Elon Musk used a JPMorgan-hosted investor event this week to pitch SpaceX as entering a new chapter, telling Jamie Dimon that the company is “embarking on a massive new growth phase, and we need capital for that.” The IPO is scheduled to price on NASDAQ on June 12, 2026. S&P Global declined to change its rules to fast-track SpaceX into the S&P 500, while NASDAQ agreed to do exactly that for its own benchmark.

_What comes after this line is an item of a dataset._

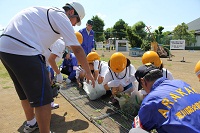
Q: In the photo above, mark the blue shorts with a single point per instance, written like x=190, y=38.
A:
x=30, y=77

Musk’s Pitch: Scale and Predictability
Musk framed the raise around two questions investors keep asking. Why now, and how stable is the revenue base? On the growth side, he cited plans for 100,000 satellites and space-based energy generation. On the durability question, he said, “Before, revenue was a little unstable. But now I feel like the revenue is much more predictable.” Starlink subscription revenue and a steadier launch cadence are the implied drivers behind that comment, addressing the historical lumpiness of contract-driven space revenue.
The Index Divergence at the Heart of the Story
NASDAQ agreed to fast-track SpaceX into the NASDAQ 100 within three months, rather than the standard one-year wait. S&P Global kept its traditional one-year requirement, with revenue and earnings conditions, meaning SpaceX has to earn its way in. CNBC’s Leslie Picker described the decision as “a blow to SpaceX by preventing it from fast entry into that benchmark,” contrasting it with NASDAQ’s quicker path.
Index inclusion forces passive funds to buy. NASDAQ’s fast-track sets up a near-term wave of required buying once SpaceX qualifies. The catch is that the S&P 500 has approximately 20 times more assets tracking it than the NASDAQ 100. Invesco QQQ Trust (NASDAQ:QQQ) is the most visible vehicle tracking the NASDAQ 100, and it has run hard, up 20.56% year to date through June 4 and 40.06% over one year, with concentrated weightings led by NVIDIA (NASDAQ:NVDA | NVDA Price Prediction) at 9.74%, Microsoft (NASDAQ:MSFT) at 8.63%, and Apple (NASDAQ:AAPL) at 7.95%.
The Incentive Question
A CNBC desk host laid out the structural read on why two index gatekeepers reached different answers: “NASDAQ has a financial incentive to put it in the index so that they can get the IPO right… So you have the people who do not have the incentive, are not doing it. The people who do have the incentive are doing it.” NASDAQ captures listing fees and trading volume. S&P Global, as an index provider, has no listing business at stake and held its standard rules.
Deal Architecture and What It Means for Investors
The offering looks engineered for index momentum. SpaceX is going public with a 4% float, and its S-1 confirms a 366-day lock-up covering 100% of the Founder’s shares, with Goldman Sachs & Co. LLC acting on behalf of the underwriters. As the desk host put it, “the deal creates this market of forced buyers very quickly after it goes public… they have this lockup structure to increase the float a bit quicker to make sure that it’s a bigger weighting into the NASDAQ 100.”
Retail access is built in. The S-1 names Charles Schwab, Fidelity, Robinhood, and SoFi as members of the selling group, and Fidelity lowered its account minimum to $2,000 for retail access to the allocation. Polymarket traders are pricing the listing as a near certainty, with the contract on a June 30, 2026, deadline trading at 99.4%.
The setup creates a two-tier dynamic for investors. NASDAQ 100 forced buying offers a near-term tailwind once the three-month clock runs, while the larger S&P 500 passive pool stays on the sidelines until SpaceX clears the revenue and earnings tests. The same engineered-scarcity features that can fuel early gains (tiny float, fast-track inclusion) also concentrate risk. SpaceX is not yet trading, the listing is days away, and S&P 500 inclusion remains conditional on the company meeting the standard requirements over the year ahead.